Other than high blood pressure, consuming large amounts of sodium can be deleterious for other major organs such as the heart, kidney, and brain. The heart pumps oxygen-rich blood and carries nutrients throughout the rest of the body. ⁵ Increased sodium intakes will enlarge the size and increase the thickness of the left ventricle, creating difficulties circulating blood due to decreased pumping efficiency. The kidney filters waste out of the body and reabsorbs nutrients back into the bloodstream. Increased sodium that leads to hypertension makes it harder for the kidneys to filter blood which will contribute to kidney damage, and if left uncorrected, will result in kidney failure. ³ Lastly, increased sodium levels have a direct influence on brain health. It harms the nervous system, which creates extreme fatigue and headache. ¹ If patients do not address increased salt intake, overtime it will manifest into more severe outcomes.
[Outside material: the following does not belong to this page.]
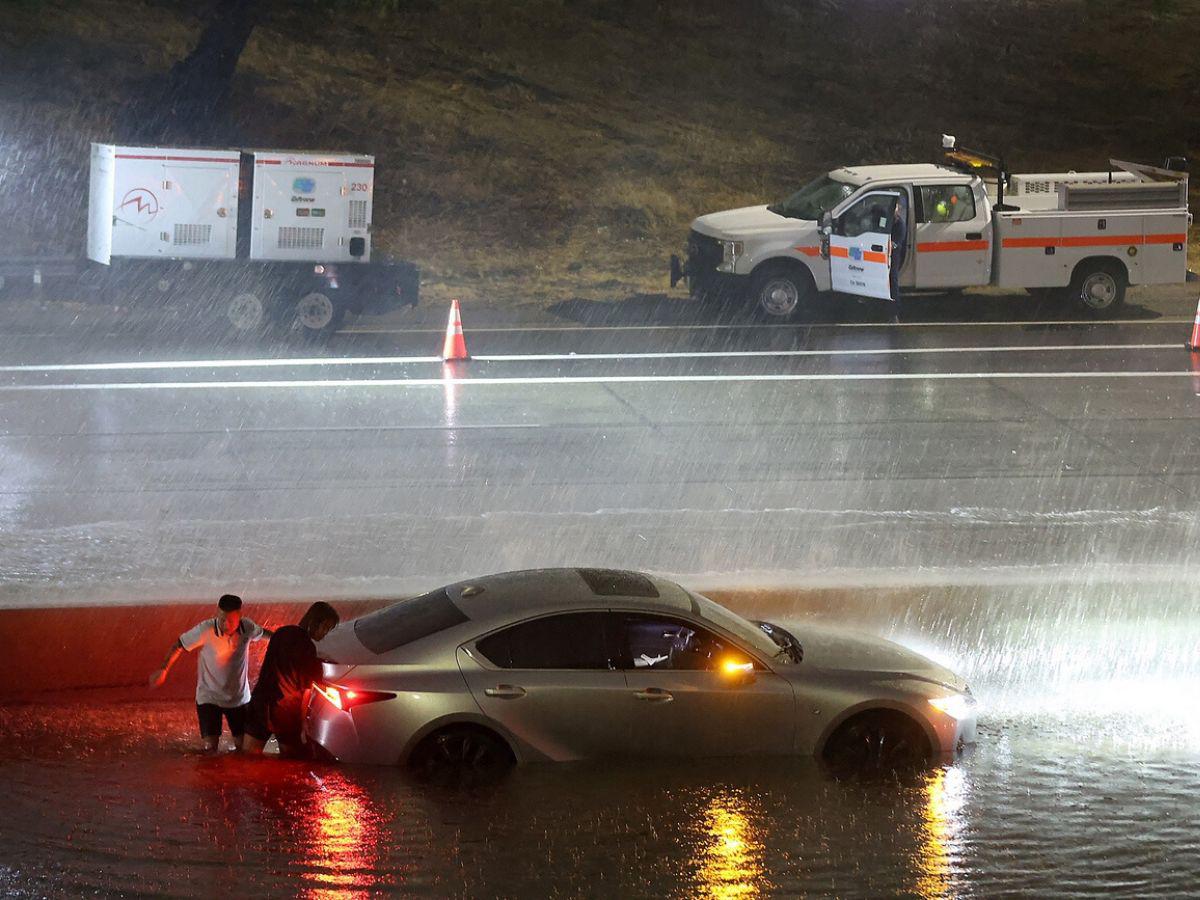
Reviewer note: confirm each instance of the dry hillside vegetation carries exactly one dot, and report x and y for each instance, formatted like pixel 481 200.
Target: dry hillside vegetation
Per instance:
pixel 540 150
Pharmacists can play an important role to increase awareness of the health consequences associated with high sodium diets. Educating patients how to properly read nutrition labels can help patients make informed decisions about the amount of sodium contained in foods. According to the Food and Drug Administration, when the percent of the daily value for one serving size is five percent or less, the amount is considered “low sodium” while twenty percent or more is considered “high sodium”. ²

This allows individuals to quickly identify if there is too much sodium within the contents of their food. Removing salt from meals entirely and using alternate forms of seasoning is another way for patients to reduce sodium content. Preparing dishes from scratch allows people to control how much sodium they will consume. It gives them the opportunity to choose fresh foods such as vegetables which are naturally low in sodium. There is evidence that sodium can also be reduced when individuals are cognizant when eating out at restaurants. The National Heart, Lung, Blood Institute believe researching the restaurant’s menu, making special requests to prepare foods without added salt, and substituting sides for healthier alternatives are ways to reduce sodium when dining out. ⁷ This suggests there are ways to maintain wellness both at home and when out to eat. Changing ones eating plan is one way to address sodium consumption and it can be further managed through physical activity. Exercise is related to the loss of sodium due to the production of sweat during physical activity. As one sweats at a rapid pace, the fluid and salt that is lost allows for the blood pressure to drop allowing the body to work more efficiently. ⁶

Heavy salt intake leads to an increased consumption of calories, higher blood pressure, and potential for stroke, heart attack, and premature death if uncontrolled.⁵ Whether an individual is eating a snack or a meal, traces of sodium can be found which add up throughout the day. As the most accessible health care providers, pharmacists can make an impact educating the general population about the harms of high sodium diets and provide lifestyle modifications to improve the health of our patients.